Sunak summer budget doesn’t seem to have impressed too many economists.
At a practical level, the measures to try and encourage people to spend in ailing businesses like entertainment don’t appear attractive enough to provide the stimulation he says is needed. A £10 voucher is what most people can download every time they go out to eat anyway.
I suspect that the reduction in VAT will not be passed onto the customer, but used to prop up a failing business, so the business may totter on for a bit longe4 but won’t attract more custom because of lower prices.
Stamp duty holiday. This represents a considerable saving particularly for the first time buyer, but I think the main reason for the slow down in the housing market is uncertainty over jobs and redundancies already made. No amount of stamp duty holidays will solve that problem.
Home improvements in the form of grants towards home insulation. Two birds with one stone here. Help towards the UK emissions target and help for the construction industry.

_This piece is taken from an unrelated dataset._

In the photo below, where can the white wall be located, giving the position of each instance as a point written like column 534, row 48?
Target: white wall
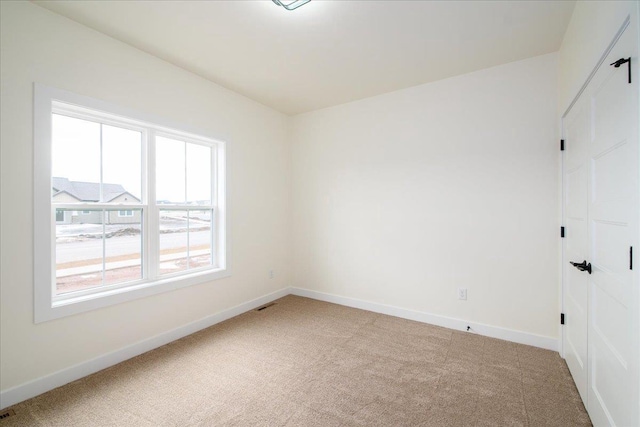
column 39, row 46
column 402, row 198
column 591, row 29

I am sure that this will prove a winner, particularly if the poorest households get 100% grant, although I’m unclear whether this is going to happen. There have been a number of these sorts of initiatives over the years, but they always seem to Peter out after a while.
All in all, I think that there is nothing to disagree with the thrust of Sunak ambition, but imo it isn’t ambitious enough.
The U.K. is in for the perfect storm during the beginning of next year and needs far more ambitious plans than those put forward by this government.
This is where a “new deal” in all its ambitious glory would have saved the UK.
Once again headlines by this government fall far short of reality.